Wife free friday means let's take the hate out on myself night. Coming home from work and getting to spend some hours to unwind by myself I figured, hey, you want to do something really stupid, right? RIGHT! So naturally the old classics came to mind with something good to drink and some snacks and/or candy and just game the entire evening. But no. Tonight was special. Tonight I figured, let's go fucking all in on this thing. So after spending way too much money on way too much crap I came home and started to prepare what will probably undo this entire week of healthy living and hard time at the gym. But to hell with it, I have earned this.

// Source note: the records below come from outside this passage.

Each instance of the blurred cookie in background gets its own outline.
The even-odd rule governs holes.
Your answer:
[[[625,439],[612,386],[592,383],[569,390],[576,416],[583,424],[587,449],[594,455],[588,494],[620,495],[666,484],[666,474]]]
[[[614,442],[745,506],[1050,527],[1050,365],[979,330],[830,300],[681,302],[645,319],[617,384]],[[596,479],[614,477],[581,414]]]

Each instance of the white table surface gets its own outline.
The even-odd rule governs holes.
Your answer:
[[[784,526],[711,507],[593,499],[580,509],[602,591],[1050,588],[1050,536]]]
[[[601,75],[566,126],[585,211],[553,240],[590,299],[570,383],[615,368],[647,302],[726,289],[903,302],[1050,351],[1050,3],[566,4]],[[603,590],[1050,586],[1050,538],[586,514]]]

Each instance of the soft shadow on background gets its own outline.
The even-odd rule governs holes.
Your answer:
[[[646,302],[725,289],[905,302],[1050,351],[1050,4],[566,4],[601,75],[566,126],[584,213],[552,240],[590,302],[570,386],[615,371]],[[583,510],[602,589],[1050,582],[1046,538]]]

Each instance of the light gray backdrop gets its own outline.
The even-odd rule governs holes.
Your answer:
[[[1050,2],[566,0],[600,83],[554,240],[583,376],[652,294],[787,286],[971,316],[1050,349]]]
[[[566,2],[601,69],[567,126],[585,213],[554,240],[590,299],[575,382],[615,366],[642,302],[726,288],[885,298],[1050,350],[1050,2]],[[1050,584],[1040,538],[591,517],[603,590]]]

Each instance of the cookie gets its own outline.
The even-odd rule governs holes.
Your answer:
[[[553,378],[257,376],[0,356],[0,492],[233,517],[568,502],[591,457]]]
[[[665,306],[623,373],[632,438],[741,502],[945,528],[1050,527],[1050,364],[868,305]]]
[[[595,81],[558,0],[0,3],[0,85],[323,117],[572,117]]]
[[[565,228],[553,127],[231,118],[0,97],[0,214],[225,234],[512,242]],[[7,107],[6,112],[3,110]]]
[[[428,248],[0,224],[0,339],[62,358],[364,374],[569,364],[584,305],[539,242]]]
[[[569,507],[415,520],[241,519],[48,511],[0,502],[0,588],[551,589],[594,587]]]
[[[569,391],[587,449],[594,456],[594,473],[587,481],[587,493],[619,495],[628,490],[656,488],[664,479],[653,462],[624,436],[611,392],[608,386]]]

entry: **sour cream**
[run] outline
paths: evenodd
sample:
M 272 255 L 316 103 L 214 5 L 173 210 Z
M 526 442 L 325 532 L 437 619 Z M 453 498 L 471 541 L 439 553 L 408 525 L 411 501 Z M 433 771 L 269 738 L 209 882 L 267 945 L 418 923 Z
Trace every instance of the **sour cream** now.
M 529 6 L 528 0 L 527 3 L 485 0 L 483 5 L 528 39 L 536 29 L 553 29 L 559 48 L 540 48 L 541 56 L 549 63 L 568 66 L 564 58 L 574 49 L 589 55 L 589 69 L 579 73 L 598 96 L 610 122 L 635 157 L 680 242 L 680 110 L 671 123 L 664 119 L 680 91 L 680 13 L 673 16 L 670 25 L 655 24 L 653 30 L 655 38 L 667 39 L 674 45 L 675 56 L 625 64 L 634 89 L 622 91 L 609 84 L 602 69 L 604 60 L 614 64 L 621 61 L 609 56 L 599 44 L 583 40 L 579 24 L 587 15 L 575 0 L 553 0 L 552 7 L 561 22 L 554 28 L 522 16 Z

Battered and deep fried cheese and turkey sandwiches that I was dipping in mayo and bbq sauce mixed together. Holy shit. It's like I was eating the embodiment of self-loathing. I am sweating like a fat goth at a summer funeral drinking, by lovely irony, "sugar free" energy drinks. As if that's going to save me. I still have chips and cheese ready to go for some fuckin' nachos. Well, nachos without the meat, beans, and other condiments, let's just call it chips and cheese that I'm going to be dipping in an assortment of dips from chipotle salsa to guacamole. Also, there is some candy. Fuck me, what did I get myself into.
But isn't that what you do when you lose weight and begin feeling like maybe you could get your body in shape?
So, what do you usually stuff your face with when you want to swallow any notion of a better world and the beautiful song of birds?
PS. I'm actually not depressed or self-loathing. Well, maybe I have the self-respect and restraint of a child, but that's an entirely different issue.
PPS. My apartment smells like frying oil.